Wal-Mart fights back

Yesterday Wal-Mart launched a high-profile campaign to answer their critics. The retailer did more than buy full-page ads in over 100 papers, they trotted out their very poised and likeable CEO Lee Scott. In an interview with Neil Cavuto, Scott said a few things that caught my attention.

First as to what motivated Wal-Mart to undertake this campaign: "Well, for me, in some ways the catalyst was really the Friday after Thanksgiving." That day, Wal-Mart didn't offer the traditional super-saving bargains and they took a beating. Guess that shook 'em up over in Bentonville. Scott thinks that Wal-Mart wasn't "as aggressive as maybe we could have been on that doesn't just apply to merchandise, pricing and other things, it really applies to our outreach and communication with the outside world." They had to be reminded that they're Bargain King and that, in turn, aroused their pride in being Bargain King.

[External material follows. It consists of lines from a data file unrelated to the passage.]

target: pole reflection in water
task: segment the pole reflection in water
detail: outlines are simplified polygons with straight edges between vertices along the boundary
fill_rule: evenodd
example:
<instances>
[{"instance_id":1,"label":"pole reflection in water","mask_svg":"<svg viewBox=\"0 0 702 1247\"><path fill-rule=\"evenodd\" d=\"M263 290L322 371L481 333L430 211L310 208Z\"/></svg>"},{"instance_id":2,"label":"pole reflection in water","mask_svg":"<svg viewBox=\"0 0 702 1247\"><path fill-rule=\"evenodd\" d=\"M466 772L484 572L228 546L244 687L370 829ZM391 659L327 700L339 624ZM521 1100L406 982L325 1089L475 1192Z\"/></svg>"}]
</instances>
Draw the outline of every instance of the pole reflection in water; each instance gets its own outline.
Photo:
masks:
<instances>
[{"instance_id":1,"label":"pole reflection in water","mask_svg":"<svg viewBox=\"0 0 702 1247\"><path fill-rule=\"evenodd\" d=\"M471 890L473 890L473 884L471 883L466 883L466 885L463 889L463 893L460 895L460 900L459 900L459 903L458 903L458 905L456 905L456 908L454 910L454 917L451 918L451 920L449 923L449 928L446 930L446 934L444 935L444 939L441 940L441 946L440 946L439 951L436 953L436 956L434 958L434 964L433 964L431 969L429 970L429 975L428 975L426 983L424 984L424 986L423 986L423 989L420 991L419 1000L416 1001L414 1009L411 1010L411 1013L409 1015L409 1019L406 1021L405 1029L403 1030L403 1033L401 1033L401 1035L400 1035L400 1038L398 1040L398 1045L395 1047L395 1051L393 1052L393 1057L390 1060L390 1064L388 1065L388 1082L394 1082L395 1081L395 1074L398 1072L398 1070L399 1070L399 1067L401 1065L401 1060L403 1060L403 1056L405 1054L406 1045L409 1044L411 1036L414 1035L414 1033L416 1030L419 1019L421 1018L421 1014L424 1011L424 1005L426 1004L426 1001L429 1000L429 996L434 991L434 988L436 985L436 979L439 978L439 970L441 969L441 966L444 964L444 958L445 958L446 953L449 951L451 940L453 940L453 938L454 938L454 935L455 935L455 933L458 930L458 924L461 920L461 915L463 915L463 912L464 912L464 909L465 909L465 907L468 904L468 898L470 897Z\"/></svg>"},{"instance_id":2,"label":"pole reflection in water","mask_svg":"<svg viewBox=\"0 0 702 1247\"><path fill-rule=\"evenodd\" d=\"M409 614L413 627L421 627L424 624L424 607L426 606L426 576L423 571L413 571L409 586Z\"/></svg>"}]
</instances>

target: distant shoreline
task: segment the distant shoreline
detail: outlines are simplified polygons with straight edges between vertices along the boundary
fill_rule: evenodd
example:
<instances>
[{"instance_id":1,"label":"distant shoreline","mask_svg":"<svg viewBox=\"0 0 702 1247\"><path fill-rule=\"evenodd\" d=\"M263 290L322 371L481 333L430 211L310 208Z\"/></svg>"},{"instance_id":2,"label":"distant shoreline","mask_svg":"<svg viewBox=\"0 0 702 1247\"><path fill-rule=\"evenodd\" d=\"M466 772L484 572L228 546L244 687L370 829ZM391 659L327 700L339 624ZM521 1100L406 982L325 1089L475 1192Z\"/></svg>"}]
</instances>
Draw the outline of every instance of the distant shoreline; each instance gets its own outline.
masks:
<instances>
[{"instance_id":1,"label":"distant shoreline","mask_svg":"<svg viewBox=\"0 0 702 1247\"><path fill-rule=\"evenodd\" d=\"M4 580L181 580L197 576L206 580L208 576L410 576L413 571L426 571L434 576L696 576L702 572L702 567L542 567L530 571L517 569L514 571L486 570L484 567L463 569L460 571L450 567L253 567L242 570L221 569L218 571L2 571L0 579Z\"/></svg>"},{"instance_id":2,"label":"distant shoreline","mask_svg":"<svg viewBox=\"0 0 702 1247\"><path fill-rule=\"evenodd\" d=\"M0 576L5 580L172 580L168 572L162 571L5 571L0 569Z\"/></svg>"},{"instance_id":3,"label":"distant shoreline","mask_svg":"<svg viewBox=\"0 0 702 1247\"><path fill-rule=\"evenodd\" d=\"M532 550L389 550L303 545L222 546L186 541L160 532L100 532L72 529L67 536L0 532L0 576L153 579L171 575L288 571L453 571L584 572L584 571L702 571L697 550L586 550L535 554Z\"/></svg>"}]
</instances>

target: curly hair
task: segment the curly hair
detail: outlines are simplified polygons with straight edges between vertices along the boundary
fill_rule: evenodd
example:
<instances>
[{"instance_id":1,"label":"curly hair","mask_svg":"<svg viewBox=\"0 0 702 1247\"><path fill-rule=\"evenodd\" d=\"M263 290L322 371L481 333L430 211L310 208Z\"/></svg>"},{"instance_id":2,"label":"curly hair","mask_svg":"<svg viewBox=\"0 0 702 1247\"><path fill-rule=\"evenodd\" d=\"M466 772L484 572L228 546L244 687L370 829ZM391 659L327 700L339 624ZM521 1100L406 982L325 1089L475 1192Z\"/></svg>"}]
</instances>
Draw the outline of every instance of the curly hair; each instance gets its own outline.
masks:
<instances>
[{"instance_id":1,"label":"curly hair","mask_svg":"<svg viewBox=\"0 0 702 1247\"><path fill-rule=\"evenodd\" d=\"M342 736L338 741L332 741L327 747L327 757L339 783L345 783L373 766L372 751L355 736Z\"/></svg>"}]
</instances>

Then this: " we start combining these digital products and they interface with each other, you'll see that represented in Wal-Mart. It's hard for us in our stores to be a leader in technology. Our customer base is not necessarily a leader, an early adopter. But what you see in Wal-Mart today, we're selling plasma TVs, we're selling LCD TVs, we're selling different kinds of PDAs. We're selling a lot of cell phones. And you're going to see us start to integrate that digital media into one place and take a leadership role in that." Hmmm. I'm intrigued. Very intrigued. Even though as a Mac person, it will all exclude me.